His spiders? Well, it was Ralph who found their webs under the eaves of our house and took to observing and naming the insects. It's a wonder I hadn't noticed Black Bertha myself. Her web was right outside our kitchen window over the sink, where I stood to do the dishes.
''It's a shame spiders get such a bum rap,'' Ralph lamented. I suppose he sensed my aversion. ''If people knew how many harmful insects they ate, I bet they'd welcome spiders under their roofs,'' he went on. ''And of all the hundreds of species, only two -- the black widow and the brown recluse -- have a dangerous bite.''
Ralph's lecture about spiders piqued my interest. From then on, I, too, began watching them closely: Black Bertha, directly outside the kitchen window, and Brown Betty, just a few feet away at the corner of the house, easily observed from that same window if I bent my head.

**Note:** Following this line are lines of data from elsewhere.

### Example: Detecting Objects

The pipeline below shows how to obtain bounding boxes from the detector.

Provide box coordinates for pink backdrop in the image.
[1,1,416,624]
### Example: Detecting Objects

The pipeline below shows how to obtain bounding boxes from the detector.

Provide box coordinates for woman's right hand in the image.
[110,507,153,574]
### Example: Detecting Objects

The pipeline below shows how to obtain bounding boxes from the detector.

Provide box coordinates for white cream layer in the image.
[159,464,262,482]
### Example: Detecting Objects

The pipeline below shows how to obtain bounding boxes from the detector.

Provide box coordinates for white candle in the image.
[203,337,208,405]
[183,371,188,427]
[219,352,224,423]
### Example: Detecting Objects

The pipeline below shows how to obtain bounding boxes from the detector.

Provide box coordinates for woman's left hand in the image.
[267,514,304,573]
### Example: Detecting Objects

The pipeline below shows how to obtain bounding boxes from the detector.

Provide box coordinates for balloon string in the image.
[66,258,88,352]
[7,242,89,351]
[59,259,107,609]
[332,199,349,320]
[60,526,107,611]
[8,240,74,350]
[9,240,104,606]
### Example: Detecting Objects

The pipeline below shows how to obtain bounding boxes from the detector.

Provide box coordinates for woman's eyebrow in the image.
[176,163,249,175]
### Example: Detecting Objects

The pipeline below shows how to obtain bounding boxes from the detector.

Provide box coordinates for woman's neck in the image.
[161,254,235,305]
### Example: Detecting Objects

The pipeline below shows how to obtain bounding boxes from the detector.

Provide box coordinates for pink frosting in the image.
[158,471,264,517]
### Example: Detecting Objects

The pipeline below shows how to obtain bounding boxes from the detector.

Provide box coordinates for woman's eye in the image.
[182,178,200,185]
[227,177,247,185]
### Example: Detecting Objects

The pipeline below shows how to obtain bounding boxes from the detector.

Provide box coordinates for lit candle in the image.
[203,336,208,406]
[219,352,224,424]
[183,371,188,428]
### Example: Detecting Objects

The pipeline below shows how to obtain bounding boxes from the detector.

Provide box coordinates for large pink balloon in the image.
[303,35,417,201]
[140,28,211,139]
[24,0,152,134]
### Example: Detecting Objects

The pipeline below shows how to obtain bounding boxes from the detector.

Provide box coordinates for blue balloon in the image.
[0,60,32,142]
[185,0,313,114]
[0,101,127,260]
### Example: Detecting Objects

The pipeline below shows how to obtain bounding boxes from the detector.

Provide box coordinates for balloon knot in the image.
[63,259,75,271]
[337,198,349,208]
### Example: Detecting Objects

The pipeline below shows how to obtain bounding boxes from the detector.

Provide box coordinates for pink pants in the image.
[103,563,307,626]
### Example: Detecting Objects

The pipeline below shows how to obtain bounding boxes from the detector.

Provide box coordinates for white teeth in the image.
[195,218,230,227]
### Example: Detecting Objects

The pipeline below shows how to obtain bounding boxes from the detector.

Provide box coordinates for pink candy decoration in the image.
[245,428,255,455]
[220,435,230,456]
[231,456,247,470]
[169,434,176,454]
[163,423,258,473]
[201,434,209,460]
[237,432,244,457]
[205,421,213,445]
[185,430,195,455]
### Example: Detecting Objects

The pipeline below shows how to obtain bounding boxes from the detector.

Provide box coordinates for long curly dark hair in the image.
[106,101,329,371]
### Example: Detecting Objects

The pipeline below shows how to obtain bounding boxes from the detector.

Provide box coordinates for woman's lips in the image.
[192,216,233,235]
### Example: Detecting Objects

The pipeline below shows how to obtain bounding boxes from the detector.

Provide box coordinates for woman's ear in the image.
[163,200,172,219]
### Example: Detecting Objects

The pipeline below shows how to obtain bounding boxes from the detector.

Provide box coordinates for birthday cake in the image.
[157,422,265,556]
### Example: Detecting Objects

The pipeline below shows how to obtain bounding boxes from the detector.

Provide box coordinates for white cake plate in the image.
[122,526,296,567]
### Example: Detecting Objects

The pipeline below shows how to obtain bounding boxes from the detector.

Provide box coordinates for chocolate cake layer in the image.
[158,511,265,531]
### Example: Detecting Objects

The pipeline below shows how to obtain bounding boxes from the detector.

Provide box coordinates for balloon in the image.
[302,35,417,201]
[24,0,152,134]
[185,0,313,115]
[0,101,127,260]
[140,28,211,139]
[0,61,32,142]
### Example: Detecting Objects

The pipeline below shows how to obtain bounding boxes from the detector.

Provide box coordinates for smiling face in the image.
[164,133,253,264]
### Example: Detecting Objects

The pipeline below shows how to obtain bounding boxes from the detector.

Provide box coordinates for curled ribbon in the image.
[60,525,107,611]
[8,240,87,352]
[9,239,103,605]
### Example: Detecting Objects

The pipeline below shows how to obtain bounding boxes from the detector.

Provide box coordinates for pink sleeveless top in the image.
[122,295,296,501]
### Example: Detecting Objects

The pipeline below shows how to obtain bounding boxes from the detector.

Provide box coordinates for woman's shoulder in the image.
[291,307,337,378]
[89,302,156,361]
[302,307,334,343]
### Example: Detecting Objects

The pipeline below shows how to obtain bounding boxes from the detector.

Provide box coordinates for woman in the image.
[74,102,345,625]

The behavior of our two denizens was remarkably similar. Both spent part of the day clearly visible at the centers of their webs, and another part under the eaves, making themselves as inconspicuous as possible by drawing in their legs and assuming the shape of a ball. Were they keeping out of sight to mislead their prey? ''Playing possum'' to make others think they were dead?

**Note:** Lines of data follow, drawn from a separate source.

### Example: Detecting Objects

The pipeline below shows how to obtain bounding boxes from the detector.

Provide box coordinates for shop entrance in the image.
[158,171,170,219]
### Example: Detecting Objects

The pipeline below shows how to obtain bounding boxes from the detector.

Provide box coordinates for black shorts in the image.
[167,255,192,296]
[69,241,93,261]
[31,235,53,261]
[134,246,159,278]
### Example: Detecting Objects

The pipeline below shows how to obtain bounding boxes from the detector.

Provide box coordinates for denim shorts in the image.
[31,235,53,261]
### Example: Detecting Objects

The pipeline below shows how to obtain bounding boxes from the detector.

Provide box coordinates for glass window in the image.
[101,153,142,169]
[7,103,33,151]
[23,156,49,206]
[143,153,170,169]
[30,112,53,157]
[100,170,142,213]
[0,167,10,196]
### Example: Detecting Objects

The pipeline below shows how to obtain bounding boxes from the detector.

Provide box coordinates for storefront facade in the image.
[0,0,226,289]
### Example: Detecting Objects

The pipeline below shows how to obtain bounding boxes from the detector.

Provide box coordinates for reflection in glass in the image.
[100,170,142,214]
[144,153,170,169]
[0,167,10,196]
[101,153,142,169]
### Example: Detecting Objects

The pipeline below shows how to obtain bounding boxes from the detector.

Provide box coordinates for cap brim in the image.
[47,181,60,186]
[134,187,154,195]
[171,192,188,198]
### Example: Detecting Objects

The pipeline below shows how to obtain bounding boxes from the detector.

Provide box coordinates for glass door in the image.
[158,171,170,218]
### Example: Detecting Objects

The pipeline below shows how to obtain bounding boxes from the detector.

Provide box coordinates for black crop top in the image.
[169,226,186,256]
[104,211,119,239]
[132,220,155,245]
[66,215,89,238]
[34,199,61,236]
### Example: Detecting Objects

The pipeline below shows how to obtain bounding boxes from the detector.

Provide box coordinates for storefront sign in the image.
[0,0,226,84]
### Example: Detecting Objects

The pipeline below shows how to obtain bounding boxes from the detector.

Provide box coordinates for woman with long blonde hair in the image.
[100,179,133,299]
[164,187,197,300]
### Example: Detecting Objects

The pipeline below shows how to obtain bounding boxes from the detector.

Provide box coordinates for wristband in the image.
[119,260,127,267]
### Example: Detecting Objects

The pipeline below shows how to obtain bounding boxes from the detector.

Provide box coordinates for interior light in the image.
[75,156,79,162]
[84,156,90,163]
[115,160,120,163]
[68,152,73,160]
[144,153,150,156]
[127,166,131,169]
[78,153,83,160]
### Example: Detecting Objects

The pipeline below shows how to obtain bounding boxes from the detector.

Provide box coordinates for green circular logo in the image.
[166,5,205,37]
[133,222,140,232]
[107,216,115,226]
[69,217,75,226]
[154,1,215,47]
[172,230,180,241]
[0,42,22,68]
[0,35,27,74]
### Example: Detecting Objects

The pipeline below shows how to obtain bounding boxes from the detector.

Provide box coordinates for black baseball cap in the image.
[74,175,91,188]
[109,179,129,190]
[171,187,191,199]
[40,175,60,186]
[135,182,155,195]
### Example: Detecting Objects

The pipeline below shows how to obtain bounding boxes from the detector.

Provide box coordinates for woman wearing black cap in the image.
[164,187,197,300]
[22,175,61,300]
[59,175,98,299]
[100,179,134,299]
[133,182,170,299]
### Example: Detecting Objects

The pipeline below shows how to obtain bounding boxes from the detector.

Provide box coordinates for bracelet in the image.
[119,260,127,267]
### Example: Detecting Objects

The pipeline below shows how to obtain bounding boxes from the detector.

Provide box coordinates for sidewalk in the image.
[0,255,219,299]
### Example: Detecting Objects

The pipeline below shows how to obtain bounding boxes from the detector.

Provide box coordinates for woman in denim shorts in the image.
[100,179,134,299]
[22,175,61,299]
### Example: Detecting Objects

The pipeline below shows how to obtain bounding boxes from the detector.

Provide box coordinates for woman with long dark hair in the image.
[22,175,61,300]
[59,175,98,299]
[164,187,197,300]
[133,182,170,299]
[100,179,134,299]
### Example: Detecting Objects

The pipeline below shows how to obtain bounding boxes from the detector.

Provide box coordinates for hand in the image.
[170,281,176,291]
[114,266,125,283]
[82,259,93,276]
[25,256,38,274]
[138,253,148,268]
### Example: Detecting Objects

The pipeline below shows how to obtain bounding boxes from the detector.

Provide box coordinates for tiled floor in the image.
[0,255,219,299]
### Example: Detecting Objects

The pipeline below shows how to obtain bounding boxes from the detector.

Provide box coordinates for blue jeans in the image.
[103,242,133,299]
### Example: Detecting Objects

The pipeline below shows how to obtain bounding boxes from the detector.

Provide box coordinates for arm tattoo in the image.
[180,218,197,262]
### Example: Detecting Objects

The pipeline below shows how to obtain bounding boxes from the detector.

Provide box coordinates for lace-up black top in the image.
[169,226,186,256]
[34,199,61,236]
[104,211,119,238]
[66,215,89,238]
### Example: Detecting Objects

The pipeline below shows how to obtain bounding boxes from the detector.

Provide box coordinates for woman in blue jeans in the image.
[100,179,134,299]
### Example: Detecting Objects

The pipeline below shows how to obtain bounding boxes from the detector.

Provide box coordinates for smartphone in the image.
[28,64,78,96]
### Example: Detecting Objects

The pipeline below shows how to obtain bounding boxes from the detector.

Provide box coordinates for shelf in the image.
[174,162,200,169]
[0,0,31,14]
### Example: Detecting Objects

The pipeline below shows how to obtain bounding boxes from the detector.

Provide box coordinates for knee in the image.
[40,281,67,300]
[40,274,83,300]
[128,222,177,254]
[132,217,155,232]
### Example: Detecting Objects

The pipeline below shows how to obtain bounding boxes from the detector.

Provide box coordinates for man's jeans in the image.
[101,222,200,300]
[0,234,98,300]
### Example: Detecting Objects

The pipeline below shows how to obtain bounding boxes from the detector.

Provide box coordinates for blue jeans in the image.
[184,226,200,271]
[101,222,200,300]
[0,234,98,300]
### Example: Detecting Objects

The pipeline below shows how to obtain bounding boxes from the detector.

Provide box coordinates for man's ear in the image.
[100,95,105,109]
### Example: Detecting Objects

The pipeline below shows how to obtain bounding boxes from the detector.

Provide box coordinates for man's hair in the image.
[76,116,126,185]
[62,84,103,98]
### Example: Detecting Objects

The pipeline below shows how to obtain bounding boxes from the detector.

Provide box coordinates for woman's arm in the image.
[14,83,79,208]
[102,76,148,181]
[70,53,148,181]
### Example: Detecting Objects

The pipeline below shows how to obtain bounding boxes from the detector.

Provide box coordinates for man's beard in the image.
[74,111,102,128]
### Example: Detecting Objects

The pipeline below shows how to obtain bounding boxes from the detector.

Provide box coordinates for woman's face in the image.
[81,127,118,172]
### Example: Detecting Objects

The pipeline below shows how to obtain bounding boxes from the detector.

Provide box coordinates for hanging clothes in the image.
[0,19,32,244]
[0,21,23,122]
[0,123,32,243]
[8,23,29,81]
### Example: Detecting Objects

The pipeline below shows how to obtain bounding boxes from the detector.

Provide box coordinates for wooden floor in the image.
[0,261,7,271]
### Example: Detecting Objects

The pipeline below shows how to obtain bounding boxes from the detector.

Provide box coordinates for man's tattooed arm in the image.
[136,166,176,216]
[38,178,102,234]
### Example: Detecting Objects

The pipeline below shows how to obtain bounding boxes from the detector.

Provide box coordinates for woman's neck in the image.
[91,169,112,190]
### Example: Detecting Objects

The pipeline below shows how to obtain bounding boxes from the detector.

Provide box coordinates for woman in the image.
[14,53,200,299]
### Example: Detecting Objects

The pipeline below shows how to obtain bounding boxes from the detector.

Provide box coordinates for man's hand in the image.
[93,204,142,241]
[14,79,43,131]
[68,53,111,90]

So still did they hang as they lay in wait that they fooled me. But not Ralph!
''Wait here by the window,'' he told me when I expressed concern that Brown Betty was dead. After leaving the house for a minute or two, Ralph walked up to the web and inserted a big grasshopper. Within seconds, Betty swung down on a thread, stung the insect (which was more than twice her size), and shrouded it in white filament.

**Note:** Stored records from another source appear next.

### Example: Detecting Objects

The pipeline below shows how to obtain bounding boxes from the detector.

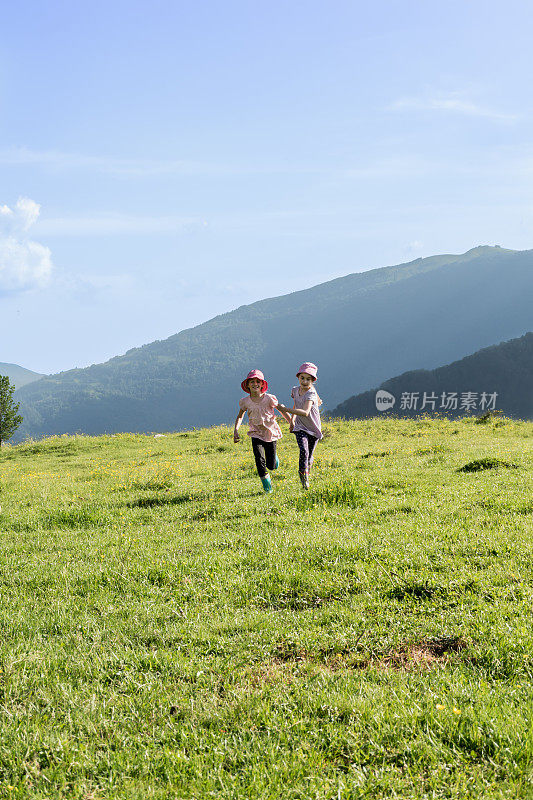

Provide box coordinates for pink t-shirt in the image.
[239,393,281,442]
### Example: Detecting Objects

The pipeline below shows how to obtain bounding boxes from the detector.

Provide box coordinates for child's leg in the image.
[251,438,267,478]
[252,438,273,492]
[265,441,278,471]
[295,431,311,489]
[307,435,318,469]
[295,431,310,474]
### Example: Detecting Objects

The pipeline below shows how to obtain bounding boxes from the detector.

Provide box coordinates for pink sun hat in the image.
[296,362,318,381]
[241,369,268,394]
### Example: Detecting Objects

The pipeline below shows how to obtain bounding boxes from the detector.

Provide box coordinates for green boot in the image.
[261,474,273,493]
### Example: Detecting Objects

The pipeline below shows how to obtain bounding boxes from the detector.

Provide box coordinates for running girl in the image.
[234,369,293,494]
[277,362,323,490]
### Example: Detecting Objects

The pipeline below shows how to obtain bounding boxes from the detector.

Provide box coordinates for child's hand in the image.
[233,432,240,443]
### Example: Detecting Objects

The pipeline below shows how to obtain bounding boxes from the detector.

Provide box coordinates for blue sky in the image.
[1,0,532,374]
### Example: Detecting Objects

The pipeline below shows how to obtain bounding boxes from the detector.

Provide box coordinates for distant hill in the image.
[329,332,533,420]
[13,245,533,440]
[0,363,43,391]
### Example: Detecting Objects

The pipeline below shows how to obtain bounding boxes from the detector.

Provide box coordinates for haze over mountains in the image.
[12,245,533,440]
[330,332,533,420]
[0,363,43,391]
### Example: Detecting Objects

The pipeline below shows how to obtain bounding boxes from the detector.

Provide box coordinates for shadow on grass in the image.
[127,492,206,508]
[385,580,478,601]
[475,500,533,515]
[458,458,518,472]
[376,505,415,517]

''This isn't the first time I've fed spiders,'' he divulged, informing me as much about himself as about Betty. Nor was this the last time Ralph went on hunting expeditions for our residents, providing them daily with crickets, daddy longlegs, and once, a dead bumblebee. I never ceased to marvel at the weaving skills of our spiders.
A trapped grasshopper wreaks havoc on a web, but every night Bertha and Betty rewove theirs anew. Little wonder that the mythical Minerva, the weaver among the Olympians, grew jealous of the peasant maiden Arachne, whose skills rivaled her own; in a fit of rage, Minerva turned her into a spider.
And an awed Emily Dickinson observed: ''A Spider sewed at Night/ Without a Light/ Upon an Arc of White.''
Ralph had made a convert. My new interest in spiders sent me back to the words of E.B. White, whose extraordinary Charlotte (in ''Charlotte's Web'') had brought me pleasure.
Charlotte is fictional. No spider, of course, has ever spoken, let alone spun words in her web. But she is patterned on an actual gray spider, whom White came to know ''one cold October evening,'' when he ''was lucky enough to see Aranea Cavatica spin her egg sac and deposit her eggs.''
White's affection for his model is apparent in his manner of distinguishing a spider from a person: ''One has eight legs and has been around an unbelievably long time; the other has two legs and has been around just long enough to bring the planet to the verge of extinction.''
Unlike Brown Betty or Black Bertha, White's Charlotte was gray, but she still may have undone some of the damage wrought by fraidy-cat Little Miss Muffet, frightened by a spider that ''sat down beside her.''
But it was Ralph's introduction to the ways of our own Black Bertha and Brown Betty that transformed me into a friend of spiders.